La testimonianza – «Ho dovuto smettere di lavorare nel 2020, durante il Covid, perché non avevamo ancora l’assistenza infermieristica domiciliare, nonostante la grave disabilità di mio figlio». Ilaria Ubaldi, ex impiegata e referente umbra della rete “Caregiver familiari uniti”, racconta cosa significa prendersi cura un parente disabile, oltre i numeri e le norme. «Nel 2022 sarei dovuta rientrare in ufficio, ma alcune dinamiche familiari me lo hanno impedito». Ubaldi descrive una quotidianità fatta di isolamento e stanchezza: «Stando sempre vicino al malato, senza potersi distrarre neanche un attimo, le persone si ammalano a loro volta. Manca la socialità, manca il lavoro. Sono due anni e mezzo che non riusciamo nemmeno ad andare a mangiare una pizza». Emblematico il racconto di un “no” ricevuto dall’Asl per accompagnare il figlio a un evento sull’inclusione: «Insieme alla sua classe, mio figlio ha preso parte a un progetto del Ministero dell’Istruzione per realizzare un cortometraggio sull’inclusione. È stato premiato a Fano e ho chiesto all’Asl Umbria 2, eccezionalmente, di trasportarmi lì perché mi serviva assistenza medica. L’Asl mi ha risposto che possono effettuare il trasporto solo per ragioni mediche – la voce di Ilaria si incrina – Queste risposte fanno male, perché hanno un valore simbolico. Le persone disabili diventano numeri, mentre il caregiver si sfinisce lottando per loro».

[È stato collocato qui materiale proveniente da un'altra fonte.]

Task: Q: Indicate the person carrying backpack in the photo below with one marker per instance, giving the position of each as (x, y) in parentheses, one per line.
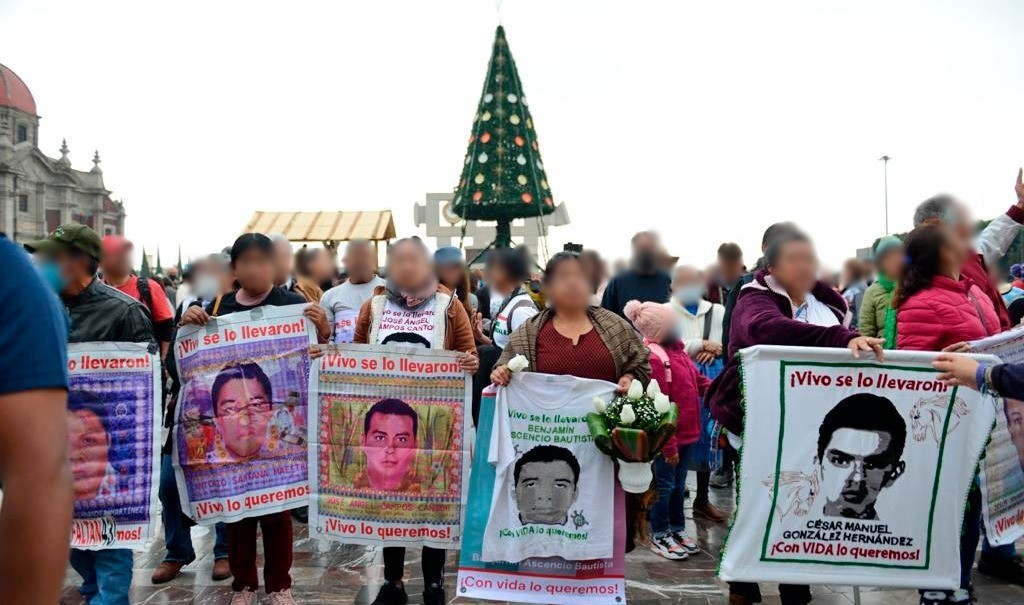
(510, 306)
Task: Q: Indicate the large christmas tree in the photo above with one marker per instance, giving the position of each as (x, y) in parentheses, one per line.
(503, 177)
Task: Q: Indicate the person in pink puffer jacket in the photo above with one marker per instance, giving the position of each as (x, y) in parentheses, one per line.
(679, 379)
(936, 306)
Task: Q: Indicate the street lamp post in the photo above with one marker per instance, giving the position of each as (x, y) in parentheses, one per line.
(885, 176)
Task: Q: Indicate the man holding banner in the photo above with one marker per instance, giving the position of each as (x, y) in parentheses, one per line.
(240, 438)
(35, 519)
(98, 313)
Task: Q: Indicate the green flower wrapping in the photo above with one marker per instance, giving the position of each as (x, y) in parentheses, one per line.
(639, 440)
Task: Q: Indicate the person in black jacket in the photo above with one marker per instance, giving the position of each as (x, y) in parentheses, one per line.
(643, 281)
(96, 312)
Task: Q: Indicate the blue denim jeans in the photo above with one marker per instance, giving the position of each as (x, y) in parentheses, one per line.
(105, 575)
(176, 535)
(667, 514)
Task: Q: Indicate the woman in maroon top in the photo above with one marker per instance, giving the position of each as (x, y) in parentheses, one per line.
(570, 337)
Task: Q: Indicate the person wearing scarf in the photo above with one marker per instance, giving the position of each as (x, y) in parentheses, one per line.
(878, 317)
(432, 317)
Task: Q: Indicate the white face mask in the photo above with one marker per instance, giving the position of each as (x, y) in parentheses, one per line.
(689, 295)
(207, 287)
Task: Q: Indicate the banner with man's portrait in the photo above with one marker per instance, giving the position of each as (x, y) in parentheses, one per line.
(390, 456)
(535, 579)
(114, 431)
(854, 468)
(1003, 467)
(240, 436)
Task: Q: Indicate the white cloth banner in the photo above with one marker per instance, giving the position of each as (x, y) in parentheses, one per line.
(553, 487)
(1001, 473)
(858, 470)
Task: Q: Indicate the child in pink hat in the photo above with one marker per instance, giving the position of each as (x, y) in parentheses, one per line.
(680, 380)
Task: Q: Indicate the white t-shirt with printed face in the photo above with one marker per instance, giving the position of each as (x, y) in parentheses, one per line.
(553, 488)
(500, 317)
(342, 306)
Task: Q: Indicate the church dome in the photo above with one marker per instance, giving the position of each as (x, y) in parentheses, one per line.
(14, 93)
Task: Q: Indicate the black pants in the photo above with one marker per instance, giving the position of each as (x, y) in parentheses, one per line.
(433, 564)
(790, 594)
(704, 482)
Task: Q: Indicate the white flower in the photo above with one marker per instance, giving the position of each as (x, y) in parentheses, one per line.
(627, 416)
(518, 362)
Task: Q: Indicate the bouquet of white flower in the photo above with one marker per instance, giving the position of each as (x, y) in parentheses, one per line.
(633, 429)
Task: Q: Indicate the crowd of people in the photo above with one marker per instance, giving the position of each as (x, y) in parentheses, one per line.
(935, 289)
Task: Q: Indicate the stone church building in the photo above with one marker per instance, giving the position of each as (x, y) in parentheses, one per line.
(38, 192)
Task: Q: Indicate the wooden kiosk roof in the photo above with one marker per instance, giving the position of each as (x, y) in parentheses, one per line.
(376, 225)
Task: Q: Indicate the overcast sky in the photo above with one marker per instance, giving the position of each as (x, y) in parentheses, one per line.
(707, 121)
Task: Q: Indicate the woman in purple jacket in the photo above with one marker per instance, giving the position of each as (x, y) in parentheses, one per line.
(785, 304)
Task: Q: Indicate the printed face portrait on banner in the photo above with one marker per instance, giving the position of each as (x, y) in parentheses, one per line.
(860, 444)
(89, 446)
(242, 405)
(389, 442)
(546, 480)
(1015, 422)
(407, 338)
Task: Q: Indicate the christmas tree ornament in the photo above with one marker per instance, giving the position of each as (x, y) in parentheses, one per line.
(503, 154)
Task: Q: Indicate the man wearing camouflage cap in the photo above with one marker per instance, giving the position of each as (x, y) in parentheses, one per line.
(69, 259)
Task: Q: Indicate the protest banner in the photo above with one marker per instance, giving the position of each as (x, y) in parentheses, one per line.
(113, 428)
(391, 450)
(1003, 467)
(553, 485)
(537, 579)
(866, 475)
(240, 436)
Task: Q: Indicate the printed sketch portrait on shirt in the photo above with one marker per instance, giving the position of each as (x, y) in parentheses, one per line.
(860, 445)
(852, 464)
(546, 480)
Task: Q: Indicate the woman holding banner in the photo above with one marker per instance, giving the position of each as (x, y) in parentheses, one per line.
(414, 309)
(938, 308)
(570, 337)
(252, 262)
(785, 304)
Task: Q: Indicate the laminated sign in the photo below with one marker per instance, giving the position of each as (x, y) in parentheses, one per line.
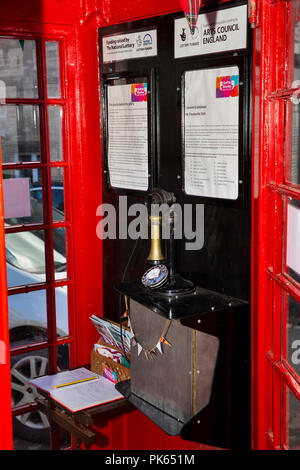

La manifestazione – Secondo le stime, i beneficiari del bonus sarebbero al massimo 55mila, a fronte di una platea di circa 7 milioni di persone registrata dall’Istat. «Martedì 27 gennaio siamo scesi in piazza, a Roma, per chiedere una legge nazionale “buona per tutti”», continua Ubaldi. Sono arrivate circa 300 adesioni da tutta Italia alla manifestazione. I rappresentanti della rete caregiver hanno anche organizzato una conferenza stampa alla Camera dei Deputati. Durante l’incontro sono state presentate le criticità del disegno di legge, tra cui scarsa contribuzione, limiti economici e mancato riconoscimento professionale. Sul ddl Locatelli, Ubaldi riconosce un merito: «Si è aperto un discorso pubblico sul caregiver, ma parlare di rivoluzione è sbagliato. I paletti economici – conclude- sono escludenti e danno l’idea che non ci sia concesso nemmeno un lavoretto, inoltre non è garantita una copertura previdenziale. È come ricevere uno schiaffo due volte».